Compliance with nutrition prescription in patients with Head and Neck Cancer undergoing radiotherapy: a descriptive study — ASN Events

Compliance with nutrition prescription in patients with Head and Neck Cancer undergoing radiotherapy: a descriptive study (#165)

Ka Hi (May) Mak 1
  1. Dietetics Department, Liverpool Hospital, Liverpool, NSW, Australia

Aim

To identify the Head and Neck (H&N) patient’s characteristics that are likely to lead to non compliance with nutrition prescription.

Methodology

Files were audited retrospectivley. All patients who have commenced radiotherapy with or without chemotherapy to the H&N area between 1st September 2011 to 31st August 2012 were included in the study. Information on demographic, treatment plan and compliance with nutrition prescription were collected.

Result
There are in total 51 patients included in the audit. Characteristics which shown to be related to non compliant were: younger age, male, higher BMI, higher PG-SGA score, pre or post RT surgery, RT to both side, more advance staging (stage III and IV), NESB and no family support (although the results were not statistically significant).
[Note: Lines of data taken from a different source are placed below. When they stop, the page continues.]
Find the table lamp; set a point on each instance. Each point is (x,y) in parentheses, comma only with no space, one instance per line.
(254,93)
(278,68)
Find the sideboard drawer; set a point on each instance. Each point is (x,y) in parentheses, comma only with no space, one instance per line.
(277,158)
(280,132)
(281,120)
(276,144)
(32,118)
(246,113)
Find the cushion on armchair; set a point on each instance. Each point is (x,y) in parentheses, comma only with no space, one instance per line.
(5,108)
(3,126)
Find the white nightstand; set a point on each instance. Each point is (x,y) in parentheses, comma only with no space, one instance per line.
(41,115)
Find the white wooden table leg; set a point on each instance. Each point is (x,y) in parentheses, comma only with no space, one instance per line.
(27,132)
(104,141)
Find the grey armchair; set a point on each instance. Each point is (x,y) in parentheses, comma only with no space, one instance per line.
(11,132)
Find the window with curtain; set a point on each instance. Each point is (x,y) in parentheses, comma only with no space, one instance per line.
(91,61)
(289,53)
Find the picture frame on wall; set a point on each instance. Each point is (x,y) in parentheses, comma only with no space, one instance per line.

More advance staging (OR = 4.156) and family support (OR=5.7647) have a relatively high OR; although it may not be statistically significant, the result may indicate clinical significance. The non compliant group has a higher percentage of weight loss than the compliant group (p=0.0076). Patient’s nutrition status also deteriorated more (indicated by increase in PG-SGA score) in the non compliant group.

Conclusion

Patients who were non compliant with nutritional recommendation has a poor nutritional outcome. Certain characteristics were shown to be related to the degree of compliance.

Implication

It is important to further investigate barrier for patient to be compliant with the treatment. In order to identify accurately about the barrier and appropriate strategies, there is a need to conduct qualitative study to gather patient’s perception and experiences through interview.